Bien sûr, dans le plus faible des trois niveaux de difficulté, vraiment très miséricordieux, vous serez moins sous pression en logeant une balle de silencieux dans le crâne de votre cible devant témoins et avec des vigiles aux fesses. Il s'avère d'ailleurs assez simple de se faire oublier, en se fondant dans des groupes de PNJ ou en s'accroupissant dans les herbes hautes. Sauf que l'estimation de votre performance pâtit du moindre écart. Et l'immersion aussi, les fusillades et corps-à-corps ne s'avérant pas très convaincants - surtout quand toutes les intelligences artificielles vous repèrent et se mettent à tirer dans votre direction sans chercher à contourner votre couverture ou, encore, foncent vers vous pour du zigouillage à la chaîne.
A man got to have a code
Tout l'intérêt demeure dans le concept de mettre en place une mécanique de l'assassinat parfaitement huilée, qui se passerait d'une sauvegarde de sécurité fréquente.
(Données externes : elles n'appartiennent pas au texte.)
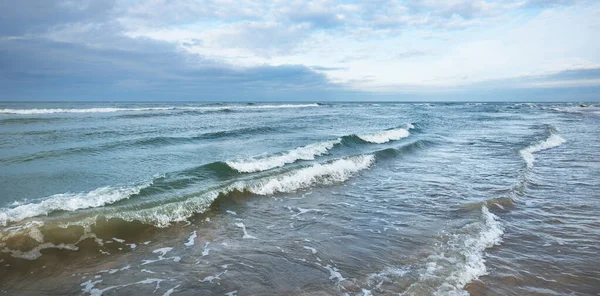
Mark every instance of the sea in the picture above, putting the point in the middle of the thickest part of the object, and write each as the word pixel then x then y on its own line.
pixel 280 198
Dès lors que l'on reste dans le cadre fixé (avec force rigidités, malheureusement, pour une simple escalade, ainsi que quelques murs invisibles rageants), cela fonctionne du tonnerre. La part de l'improvisation peut devenir assez réjouissante à la découverte inopinée d'un nouvel élément ou si l'on tient compte des intrigues - ex-opportunités - se dévoilant à l'approche de certaines pièces d'informations ou conversations. Optionnelles, comme la plupart des assistances, et assez nombreuses (au point qu'on vous propose celles que vous auriez manquées à la fin d'un run), elles permettent d'avoir un aperçu de ce qu'il est possible d'accomplir avec un minimum de scénarisation.
Pour donner envie de revenir expérimenter, en commençant ailleurs avec du nouveau matos, s'assurer de ne faire aucune victime innocente, relever tous les défis et viser si ce n'est la lune au moins le 100% ? Pour un joueur qui voit une mission achevée comme une finalité et ne regoûte jamais deux fois à la même chose, peut-être pas. Pour les amateurs de la philosophie de la série, qui trouveront une production qui se présente comme une sublime assomption formelle et se refuse, en dehors de quelques aménagements pratiques, à bouleverser quoi que ce soit, aucun doute. Il y a tant à essayer. Et tant en dehors même des stages du mode Histoire. Les différents bacs-à-sable vont accueillir les contrats imaginés par les programmeurs et la communauté. Les cibles éphémères ne vont pas manquer. Et si vous possédez le Hitman de 2016, vous aurez même droit de retourner à Paris, Sapienza, Marrakech, Bangkok, dans le Colorado et au Japon.
Et n'oublions pas que, enfin, malgré un goût de Hitman 1.5 préférant l'ataraxie avec des évolutions principalement visuelles, on peut toujours varier les plaisirs. Le Sniper Assassin, où l'on doit canarder à distance en tenant compte du délai avant impact avec projectile, se montre divertissant. Le mode Fantôme, affrontement 1 contre 1 online où la précipitation ne doit pas prendre le pas sur la méthode, a de beaux atouts. Le fait de jouer simultanément pour enchaîner 5 assassinats sans se faire remarquer et en gardant un oeil sur "l'univers parallèle" de son opposant a un certain potentiel.